Year
2002
Abstract
Calorimetric assay is an NDA technique that typically can provide very precise and accurate measurement results, very often yielding total measurement errors of 1% or better. Proper interpretation of these calorimetric assay results for plutonium bearing materials requires an isotopic measurement that conforms to several underlying physical assumptions. This is especially true for materials with high americium concentrations where a majority of the emitted heat is due to the americium content. Recently with facility closures and shutdowns, sites are faced with consolidating wastes and residues for shipment and disposal. This has led to the mixing and blending of different isotopic source materials with varying americium contributions.

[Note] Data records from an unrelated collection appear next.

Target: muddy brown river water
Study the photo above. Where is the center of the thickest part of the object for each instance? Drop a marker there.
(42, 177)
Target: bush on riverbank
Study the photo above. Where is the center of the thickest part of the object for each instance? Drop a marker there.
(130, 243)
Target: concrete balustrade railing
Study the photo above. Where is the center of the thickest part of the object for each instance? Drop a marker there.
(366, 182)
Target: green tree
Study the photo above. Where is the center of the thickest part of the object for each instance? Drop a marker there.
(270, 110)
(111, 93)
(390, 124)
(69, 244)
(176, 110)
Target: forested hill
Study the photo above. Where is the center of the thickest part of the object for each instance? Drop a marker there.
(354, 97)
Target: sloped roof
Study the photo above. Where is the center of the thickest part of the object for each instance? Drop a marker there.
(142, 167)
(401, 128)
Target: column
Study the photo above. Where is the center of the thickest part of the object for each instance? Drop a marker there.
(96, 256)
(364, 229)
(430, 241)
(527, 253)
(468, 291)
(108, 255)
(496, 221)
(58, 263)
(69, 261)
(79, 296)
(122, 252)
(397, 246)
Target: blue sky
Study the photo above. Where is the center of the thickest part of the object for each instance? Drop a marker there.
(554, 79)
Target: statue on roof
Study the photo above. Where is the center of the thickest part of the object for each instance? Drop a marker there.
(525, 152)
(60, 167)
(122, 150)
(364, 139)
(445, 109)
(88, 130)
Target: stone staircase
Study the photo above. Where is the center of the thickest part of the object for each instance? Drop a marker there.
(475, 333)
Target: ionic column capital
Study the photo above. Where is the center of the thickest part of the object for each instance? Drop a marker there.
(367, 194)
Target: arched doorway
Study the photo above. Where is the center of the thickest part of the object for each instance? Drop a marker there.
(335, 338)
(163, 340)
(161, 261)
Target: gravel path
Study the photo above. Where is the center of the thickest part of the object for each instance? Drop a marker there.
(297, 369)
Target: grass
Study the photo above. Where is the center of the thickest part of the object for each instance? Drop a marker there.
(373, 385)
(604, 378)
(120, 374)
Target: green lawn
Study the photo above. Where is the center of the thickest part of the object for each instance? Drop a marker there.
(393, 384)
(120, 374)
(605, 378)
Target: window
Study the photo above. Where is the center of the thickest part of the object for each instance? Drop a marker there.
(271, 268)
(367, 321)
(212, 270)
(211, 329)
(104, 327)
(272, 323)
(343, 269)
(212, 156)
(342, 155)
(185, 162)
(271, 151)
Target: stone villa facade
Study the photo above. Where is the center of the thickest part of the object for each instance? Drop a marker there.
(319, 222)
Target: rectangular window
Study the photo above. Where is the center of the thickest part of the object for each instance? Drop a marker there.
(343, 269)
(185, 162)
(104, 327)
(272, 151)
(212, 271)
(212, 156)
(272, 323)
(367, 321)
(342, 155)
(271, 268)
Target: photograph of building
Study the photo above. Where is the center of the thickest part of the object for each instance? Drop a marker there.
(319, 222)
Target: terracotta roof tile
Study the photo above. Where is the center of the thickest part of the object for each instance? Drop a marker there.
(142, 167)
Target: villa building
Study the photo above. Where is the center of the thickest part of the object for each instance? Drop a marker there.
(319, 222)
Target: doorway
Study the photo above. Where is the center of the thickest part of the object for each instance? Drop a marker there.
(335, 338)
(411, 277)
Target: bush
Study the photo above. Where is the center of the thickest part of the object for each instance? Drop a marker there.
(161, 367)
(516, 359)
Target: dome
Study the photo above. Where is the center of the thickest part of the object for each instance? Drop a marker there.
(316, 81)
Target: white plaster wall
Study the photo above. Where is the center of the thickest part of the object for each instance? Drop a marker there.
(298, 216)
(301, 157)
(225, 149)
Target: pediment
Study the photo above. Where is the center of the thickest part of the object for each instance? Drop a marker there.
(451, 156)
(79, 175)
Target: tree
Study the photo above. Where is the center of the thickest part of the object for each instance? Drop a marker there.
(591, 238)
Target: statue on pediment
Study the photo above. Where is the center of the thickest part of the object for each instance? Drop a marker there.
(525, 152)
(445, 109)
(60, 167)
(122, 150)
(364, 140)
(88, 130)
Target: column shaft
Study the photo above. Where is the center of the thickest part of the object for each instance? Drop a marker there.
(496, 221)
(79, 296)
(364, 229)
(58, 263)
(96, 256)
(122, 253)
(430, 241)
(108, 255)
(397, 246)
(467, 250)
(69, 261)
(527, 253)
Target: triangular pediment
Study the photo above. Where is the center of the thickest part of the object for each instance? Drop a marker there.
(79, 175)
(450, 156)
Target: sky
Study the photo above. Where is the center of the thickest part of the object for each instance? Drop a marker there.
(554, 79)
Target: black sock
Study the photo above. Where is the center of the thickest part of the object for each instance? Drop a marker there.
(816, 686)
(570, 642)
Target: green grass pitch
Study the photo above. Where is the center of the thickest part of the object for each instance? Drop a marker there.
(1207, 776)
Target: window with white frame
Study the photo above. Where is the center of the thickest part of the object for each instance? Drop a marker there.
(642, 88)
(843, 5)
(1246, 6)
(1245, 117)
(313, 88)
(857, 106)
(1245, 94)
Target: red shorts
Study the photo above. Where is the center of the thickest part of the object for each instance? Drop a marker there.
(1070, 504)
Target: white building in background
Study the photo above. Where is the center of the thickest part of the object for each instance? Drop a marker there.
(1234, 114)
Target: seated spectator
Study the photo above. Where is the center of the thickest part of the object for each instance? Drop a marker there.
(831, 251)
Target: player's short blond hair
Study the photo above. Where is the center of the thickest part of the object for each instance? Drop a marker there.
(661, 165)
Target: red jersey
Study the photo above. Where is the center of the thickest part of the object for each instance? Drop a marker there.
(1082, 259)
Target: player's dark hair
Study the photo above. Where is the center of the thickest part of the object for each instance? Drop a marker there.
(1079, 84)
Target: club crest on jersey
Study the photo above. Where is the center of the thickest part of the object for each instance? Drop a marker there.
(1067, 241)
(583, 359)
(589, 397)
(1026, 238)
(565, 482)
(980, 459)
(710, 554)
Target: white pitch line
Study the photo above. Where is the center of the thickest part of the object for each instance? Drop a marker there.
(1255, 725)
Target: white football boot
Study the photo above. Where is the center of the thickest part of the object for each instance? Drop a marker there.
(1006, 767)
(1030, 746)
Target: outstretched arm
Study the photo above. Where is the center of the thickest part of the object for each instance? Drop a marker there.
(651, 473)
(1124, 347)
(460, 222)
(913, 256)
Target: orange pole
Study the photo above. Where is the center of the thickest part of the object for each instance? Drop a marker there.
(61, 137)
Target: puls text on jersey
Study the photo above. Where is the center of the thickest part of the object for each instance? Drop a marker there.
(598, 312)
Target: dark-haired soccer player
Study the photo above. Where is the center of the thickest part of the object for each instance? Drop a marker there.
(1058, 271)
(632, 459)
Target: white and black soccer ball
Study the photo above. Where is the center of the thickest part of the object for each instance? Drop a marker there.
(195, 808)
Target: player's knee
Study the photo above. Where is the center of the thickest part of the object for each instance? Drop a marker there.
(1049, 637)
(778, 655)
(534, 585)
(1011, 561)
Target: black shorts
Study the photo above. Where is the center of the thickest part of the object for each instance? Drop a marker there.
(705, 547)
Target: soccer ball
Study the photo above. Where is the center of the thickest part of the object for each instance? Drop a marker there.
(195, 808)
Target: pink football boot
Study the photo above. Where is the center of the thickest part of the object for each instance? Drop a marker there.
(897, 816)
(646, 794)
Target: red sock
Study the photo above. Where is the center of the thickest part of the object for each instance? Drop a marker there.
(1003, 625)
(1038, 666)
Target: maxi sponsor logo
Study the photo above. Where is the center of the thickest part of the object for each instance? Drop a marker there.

Subsequent Pu isotopic measurements by gamma-ray spectrometry techniques of these mixtures can lead to indeterminate errors and hence to large and unquantified biases on the plutonium and americium content determined from calorimetry. The NDA isotopic measurement technique is detailed in the ASTM Standard Test Method C1030. This paper will explore the underlying physical assumptions inherent in C1030 and present guidance on which measurement scenarios are allowed and which are prohibited. Data from over 500 of these mixed isotopic measurements will be presented along with an interpretational model to bound and quantify the total measurement error for these items. Total measurement uncertainty estimation is important and required for waste characterization, disposal, and nuclear safety reasons. Analysis of this data yields total measurement uncertainties in the 10% to 30% range, much larger than the typical 1% measurements.